The seat for state representative for district 114 is one of the few local races with challengers this year.
The two candidates vying to be elected to the seat are incumbent candidate Republican Tom Kirby, who was first elected to the district seat in March 2012 during a special election to fill an unexpired term and was then re-elected in November 2012 during the general election, and Democrat Keith Thomas, who's hoping to hold his first public office.
Kirby, 53, said that it's his desire to serve the people in the district is leading him back down the campaigning trail for this election.
"I embrace that this is a servant's position," said Kirby in an e-mail. "Being the representative is about serving the people. I am their voice in state government. I am there to act on their behalf when they have any issue with state government."
For Thomas, he wants an opportunity to represent his birthplace, Walton County, and the place where he grew up, Rockdale County, in the Georgia state legislature. District 114 represents parts of Rockdale, Walton, Gwinnett and Barrow counties.

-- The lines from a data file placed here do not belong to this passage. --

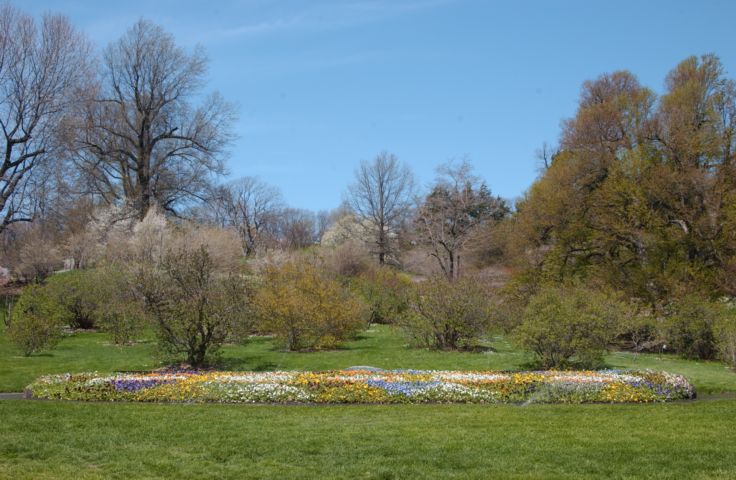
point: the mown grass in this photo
(74, 440)
(381, 346)
(41, 439)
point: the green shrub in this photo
(75, 294)
(689, 327)
(119, 311)
(386, 292)
(565, 326)
(447, 315)
(305, 308)
(36, 321)
(726, 338)
(194, 307)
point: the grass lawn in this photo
(74, 440)
(381, 346)
(41, 439)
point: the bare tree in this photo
(457, 204)
(252, 207)
(297, 228)
(141, 141)
(42, 68)
(380, 198)
(544, 156)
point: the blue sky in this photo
(322, 85)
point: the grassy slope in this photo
(74, 440)
(381, 347)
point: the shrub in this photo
(386, 292)
(194, 307)
(688, 327)
(75, 294)
(119, 311)
(447, 315)
(305, 308)
(35, 324)
(726, 339)
(562, 326)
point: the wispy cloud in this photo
(322, 17)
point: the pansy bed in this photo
(364, 386)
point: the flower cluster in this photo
(364, 386)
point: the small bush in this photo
(119, 311)
(305, 308)
(564, 326)
(35, 324)
(447, 315)
(194, 307)
(75, 294)
(386, 292)
(688, 328)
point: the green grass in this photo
(381, 346)
(43, 439)
(74, 440)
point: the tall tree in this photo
(253, 208)
(381, 198)
(141, 140)
(455, 207)
(641, 195)
(42, 70)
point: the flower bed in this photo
(363, 386)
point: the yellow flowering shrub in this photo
(306, 309)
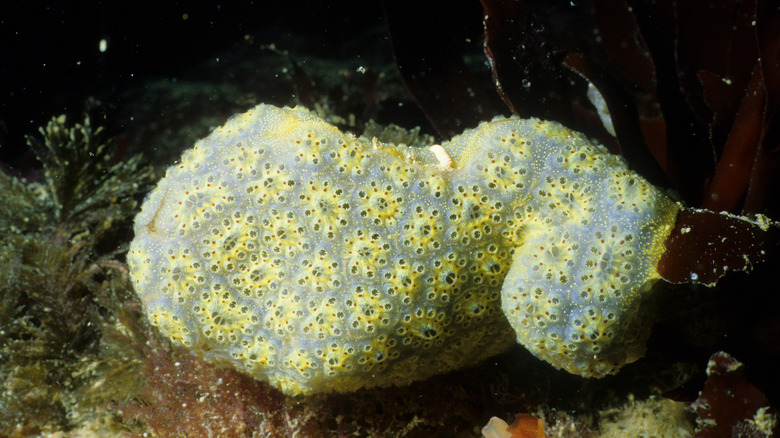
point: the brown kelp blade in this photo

"I was born and raised in this district," said Thomas. "I'll be here ‘til I die."
Thomas, 57, said his primary objective if elected to the state government will be to reform Georgia's public education system. With his 7-year-old grandson now enrolled in public school, he feels a duty to make sure he has the best tools available to be successful.

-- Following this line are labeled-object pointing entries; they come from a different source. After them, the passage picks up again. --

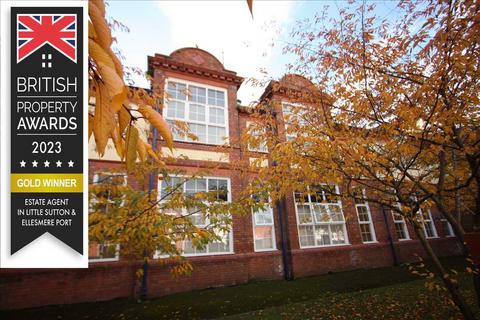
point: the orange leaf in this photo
(159, 123)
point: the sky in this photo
(223, 28)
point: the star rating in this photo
(46, 163)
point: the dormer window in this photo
(203, 108)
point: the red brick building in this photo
(284, 242)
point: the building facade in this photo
(284, 242)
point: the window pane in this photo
(220, 246)
(176, 91)
(429, 229)
(263, 237)
(301, 197)
(176, 109)
(366, 232)
(199, 131)
(447, 228)
(330, 192)
(194, 186)
(362, 213)
(321, 213)
(322, 236)
(219, 187)
(168, 186)
(176, 133)
(189, 249)
(217, 115)
(306, 236)
(338, 235)
(196, 217)
(335, 212)
(316, 194)
(196, 112)
(216, 98)
(304, 215)
(197, 94)
(263, 217)
(216, 135)
(400, 229)
(102, 251)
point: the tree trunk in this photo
(457, 297)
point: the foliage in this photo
(144, 223)
(117, 106)
(393, 108)
(337, 295)
(152, 224)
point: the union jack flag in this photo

"If you look at our education system, it's near the bottom (compared to other states)," said Thomas, who wants local school districts to get more funding from the state budget.
The state's tax code is Kirby's number one objective to reform. He introduced the Fair Taxation Act of 2014, H.B. 688, to the Georgia General Assembly in March 2013.
The key point associated with the bill is to abolish the state income tax and replace it with a consumption tax on new goods and services.
According to the Georgia General Assembly website, as of January, the bill has a status of House second reader. This means it's being discussed by the Committee on Ways and Means, which is the chief tax-writing committee in the House.
For Georgia to compete with neighboring states for businesses, Kirby believes the state needs to transform the tax code.
"It is time that we look at a complete transformation of the tax code," said Kirby, who has worked in the Georgia manufacturing industry for 25 years. "There are so many different taxes that individuals and business are hit with. There are embedded taxes in all of the goods and services that we pay. It is past time to have a simpler fair tax for all Georgians."
Attracting more businesses and jobs to the district is on Thomas' to-do list. Working in the construction industry for 39 years, Thomas strives to put every able-body citizen in the district to work while also promoting the growth of small businesses and industries within the district.
He claims to have personally helped find work for hundreds of people living in the district through local apprenticeship programs in the building trades industry.
"There needs to be more good paying jobs in the district," he said. "I'm a community person. I'm from here. I see where we're weak and where we're strong."
One weakness Kirby believes exist is how overbearing the government has become in the everyday citizens lives. He vows to cut government, state and federal, intrusion whenever possible.
"Government has grown way too big and has exceeded what good and necessary government should be doing," he said. I will be working to reduce government every chance I can, including pushing back from the over reach of the federal government."
Early in-person poll voting ends Oct. 31. The regular poll voting will be Nov. 4.